Why We Like It: Aside from the obvious reduction in our monthly television bill, we like the flexibility of devices and channel lineup it offers. For example, of the 20 channels currently included, we can watch the final season of Mad Men on AMC, as well as all of the NBA coverage carried regularly on ESPN and TNT — we’re no longer limited to just the national games broadcast over the air on Sunday afternoons. Plus, we can tune in while traveling for work or vacation, though you can only watch on one device at a time. The video is, for the most part, clear and buffers quickly on a high-speed internet connection; it was equally sharp in the New York City area on Verizon FiOS with a 50 Mbps download speed as it was in rural upstate New York on a far slower connection — measured at just 4.13 Mbps on a speed test.

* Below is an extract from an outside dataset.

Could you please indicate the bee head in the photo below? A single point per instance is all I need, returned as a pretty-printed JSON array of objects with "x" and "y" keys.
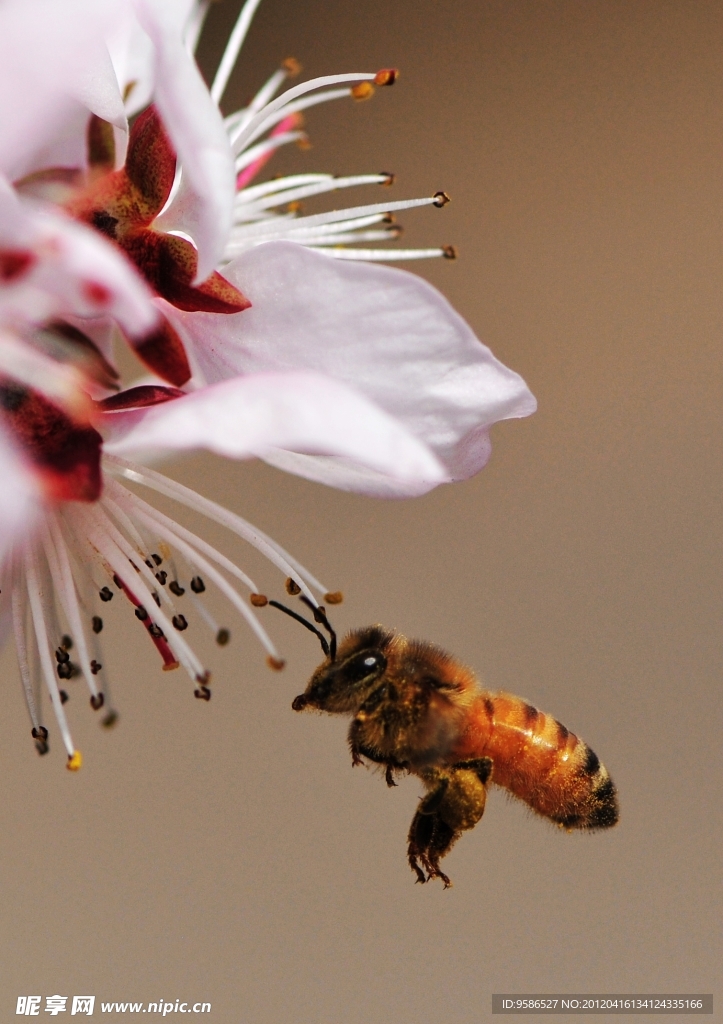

Nitpick: The service currently isn’t available for Apple TV nor as a built-in app on many smart TVs like the Sony we tested it on. (The company says it’s coming soon to Samsung and LG smart TVs.) So, you do need another device like Xbox One, Roku, or Amazon Fire TV — each company’s “stick” works, though. Plus, the video isn’t as crisp as broadcast signals picked up with an antenna, especially for hoops: The image is darker and contrasty, while the players’ fast-paced motions just seem a little more jarring and unnatural. That same effect will give you a headache if you try to read the scrolling ticker at the bottom of a news or sports channel. Neither annoyance, however, was enough to dissuade us from shelling out the monthly fee.